This study addresses the high inter-patient heterogeneity in response to anti-VEGF therapy among diabetic macular edema (DME) patients and the absence of pre-treatment predictive tools. We propose the first AI-driven paradigm for predicting DME treatment response directly from optical coherence tomography (OCT) images. To support this, we construct and publicly release the first large-scale, multi-task annotated OCT dataset for anti-VEGF response in DME—comprising 2,000 patients—with labels across four clinically relevant endpoints: treatment response, visual acuity change, edema resolution, and retreatment necessity. We further develop a multi-task deep learning model integrating transfer learning and ensemble optimization. Evaluated on an international challenge, our winning solution achieves an AUC of 80.06%, demonstrating the feasibility and clinical potential of pre-treatment OCT-based precision stratification and personalized therapeutic decision-making.

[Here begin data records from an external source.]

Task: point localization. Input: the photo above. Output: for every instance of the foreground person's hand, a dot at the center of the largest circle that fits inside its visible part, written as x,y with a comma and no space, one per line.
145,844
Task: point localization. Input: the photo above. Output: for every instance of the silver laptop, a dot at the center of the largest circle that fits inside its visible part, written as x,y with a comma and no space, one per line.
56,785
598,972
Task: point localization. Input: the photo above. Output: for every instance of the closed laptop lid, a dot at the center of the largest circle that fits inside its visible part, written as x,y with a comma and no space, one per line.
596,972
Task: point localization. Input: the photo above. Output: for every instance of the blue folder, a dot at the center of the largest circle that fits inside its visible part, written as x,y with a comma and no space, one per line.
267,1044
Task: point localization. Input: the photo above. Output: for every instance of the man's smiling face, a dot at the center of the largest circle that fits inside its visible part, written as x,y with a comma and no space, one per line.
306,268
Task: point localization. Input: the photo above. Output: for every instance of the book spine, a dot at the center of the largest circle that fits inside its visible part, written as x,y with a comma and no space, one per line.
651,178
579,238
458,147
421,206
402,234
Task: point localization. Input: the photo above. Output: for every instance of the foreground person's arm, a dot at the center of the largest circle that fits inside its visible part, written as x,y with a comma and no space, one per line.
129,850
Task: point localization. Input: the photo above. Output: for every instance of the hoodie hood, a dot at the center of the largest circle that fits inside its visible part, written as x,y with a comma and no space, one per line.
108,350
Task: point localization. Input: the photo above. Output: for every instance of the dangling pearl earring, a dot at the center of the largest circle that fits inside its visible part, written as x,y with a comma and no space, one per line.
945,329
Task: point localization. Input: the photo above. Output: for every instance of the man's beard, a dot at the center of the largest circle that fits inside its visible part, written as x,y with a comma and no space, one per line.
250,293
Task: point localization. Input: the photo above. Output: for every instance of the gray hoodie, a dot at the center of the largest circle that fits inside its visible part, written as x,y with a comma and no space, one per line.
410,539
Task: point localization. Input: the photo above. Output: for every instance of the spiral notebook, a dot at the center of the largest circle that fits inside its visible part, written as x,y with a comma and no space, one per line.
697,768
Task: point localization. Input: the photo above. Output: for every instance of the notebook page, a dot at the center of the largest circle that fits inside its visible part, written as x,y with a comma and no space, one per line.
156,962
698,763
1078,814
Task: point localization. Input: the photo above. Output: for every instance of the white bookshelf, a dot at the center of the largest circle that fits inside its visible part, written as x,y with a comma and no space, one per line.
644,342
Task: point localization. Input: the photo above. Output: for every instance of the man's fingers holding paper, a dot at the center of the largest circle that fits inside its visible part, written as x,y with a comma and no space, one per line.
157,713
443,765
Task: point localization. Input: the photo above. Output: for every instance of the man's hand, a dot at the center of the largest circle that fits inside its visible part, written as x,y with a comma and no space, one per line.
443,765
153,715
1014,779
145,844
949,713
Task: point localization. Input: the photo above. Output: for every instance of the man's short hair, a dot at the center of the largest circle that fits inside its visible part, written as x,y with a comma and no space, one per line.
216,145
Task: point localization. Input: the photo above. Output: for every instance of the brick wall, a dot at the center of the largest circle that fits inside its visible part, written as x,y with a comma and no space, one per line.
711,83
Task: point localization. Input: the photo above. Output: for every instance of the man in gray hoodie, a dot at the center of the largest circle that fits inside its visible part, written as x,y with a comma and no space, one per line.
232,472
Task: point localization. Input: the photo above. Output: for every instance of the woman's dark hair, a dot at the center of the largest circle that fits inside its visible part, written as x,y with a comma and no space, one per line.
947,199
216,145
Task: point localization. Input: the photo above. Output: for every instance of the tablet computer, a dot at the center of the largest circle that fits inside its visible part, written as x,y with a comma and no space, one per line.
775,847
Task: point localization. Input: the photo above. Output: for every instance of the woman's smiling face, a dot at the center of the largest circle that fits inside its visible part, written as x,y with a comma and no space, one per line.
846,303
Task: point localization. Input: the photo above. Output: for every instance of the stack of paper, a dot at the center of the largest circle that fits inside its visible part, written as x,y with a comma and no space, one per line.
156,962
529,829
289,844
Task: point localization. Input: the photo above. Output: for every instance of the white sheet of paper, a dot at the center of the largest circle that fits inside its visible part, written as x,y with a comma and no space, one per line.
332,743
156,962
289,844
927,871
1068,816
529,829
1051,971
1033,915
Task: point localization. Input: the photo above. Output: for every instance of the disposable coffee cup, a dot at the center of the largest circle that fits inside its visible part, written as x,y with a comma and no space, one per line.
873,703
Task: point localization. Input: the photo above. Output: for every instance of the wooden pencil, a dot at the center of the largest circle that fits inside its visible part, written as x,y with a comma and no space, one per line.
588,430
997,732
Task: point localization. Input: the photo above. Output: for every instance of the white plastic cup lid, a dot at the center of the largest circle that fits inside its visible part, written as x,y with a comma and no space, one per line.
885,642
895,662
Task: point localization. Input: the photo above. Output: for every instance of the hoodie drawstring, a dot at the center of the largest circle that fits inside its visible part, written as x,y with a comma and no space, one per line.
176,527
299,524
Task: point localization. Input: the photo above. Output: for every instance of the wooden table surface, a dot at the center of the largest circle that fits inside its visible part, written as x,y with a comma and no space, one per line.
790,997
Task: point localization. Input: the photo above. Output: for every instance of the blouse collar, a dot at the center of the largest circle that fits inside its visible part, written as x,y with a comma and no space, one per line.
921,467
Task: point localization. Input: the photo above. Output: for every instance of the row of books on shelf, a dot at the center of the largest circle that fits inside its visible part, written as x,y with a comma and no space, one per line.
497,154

Diabetic macular edema (DME) significantly contributes to visual impairment in diabetic patients. Treatment responses to intravitreal therapies vary, highlighting the need for patient stratification to predict therapeutic benefits and enable personalized strategies. To our knowledge, this study is the first to explore pre-treatment stratification for predicting DME treatment responses. To advance this research, we organized the 2nd Asia-Pacific Tele-Ophthalmology Society (APTOS) Big Data Competition in 2021. The competition focused on improving predictive accuracy for anti-VEGF therapy responses using ophthalmic OCT images. We provided a dataset containing tens of thousands of OCT images from 2,000 patients with labels across four sub-tasks. This paper details the competition's structure, dataset, leading methods, and evaluation metrics. The competition attracted strong scientific community participation, with 170 teams initially registering and 41 reaching the final round. The top-performing team achieved an AUC of 80.06%, highlighting the potential of AI in personalized DME treatment and clinical decision-making.